Novel nitrogen-enriched activated carbon with tunable microporosity from agricultural and plastic waste for CO2 adsorption

Abstract

Low-cost nitrogen-enriched activated carbons (PNACs) with high microporosity were prepared by a simple one-step activation doping process using KOH as a chemical activator and melamine formaldehyde (MF) as a nitrogen source. These PNACs have shown great potential as effective CO2 adsorbents. The resulting PNACs were mainly microporous structure, with surface areas ranging from 736 to 2144 m2/g and total pore volumes ranging from 0.565 to 1.366 cm3/g. The CO2 adsorption capacities of PNACs were in the range of 2.53-6.07 mmol/g and 1.59–4.13 mmol/g at 0 °C and 25 °C under 1 bar, respectively. Additionally, the CO2/N2 selectivity of the PNACs ranges from 11.15 to 26.86 at a CO2 partial pressure of 0.1 bar.
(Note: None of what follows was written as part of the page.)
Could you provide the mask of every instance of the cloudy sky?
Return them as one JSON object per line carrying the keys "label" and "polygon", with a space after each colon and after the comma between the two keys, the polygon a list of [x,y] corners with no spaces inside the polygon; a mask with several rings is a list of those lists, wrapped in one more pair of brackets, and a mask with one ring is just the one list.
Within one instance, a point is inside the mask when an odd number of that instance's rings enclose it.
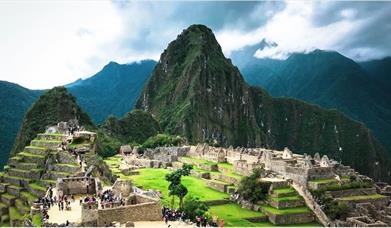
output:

The experimental isotherm data were analyzed using various equations and the Toth isotherm equation was found to be the most accurate mathematical model to describe the CO2 adsorption isotherm of the activated carbon. This result further confirms that PNACs have a non-homogeneous pore structure. The exceptional CO2 adsorption properties can be attributed to the high microporosity and nitrogen content of the PNACs. The relationship between the physicochemical properties and CO2 adsorption performance of the activated carbon was further investigated by relevance analysis. At 0 °C and 1 bar, it was observed that the pore structure played a predominant role in the CO2 adsorption process of PNACs. During this condition, PNACs mainly exhibited physical adsorption, which was primarily governed by the microporous filling mechanism. However, at 25 °C and 1 bar, both microporosity and nitrogen content contribute equally to the CO2 adsorption effect. This observation confirms that the pore structure and nitrogen functional groups work synergistically to influence the CO2 adsorption performance of PNACs. The adsorption mechanism of PNACs can be described as physical adsorption, driven by the cooperation between nitrogen functional groups and the filling of micropores. This innovative one-step activation doping process successfully converts agricultural and plastic waste into sustainable and high-performance CO2 adsorbents. It provides new insights for mitigating the greenhouse effect and addressing the issue of plastic pollution.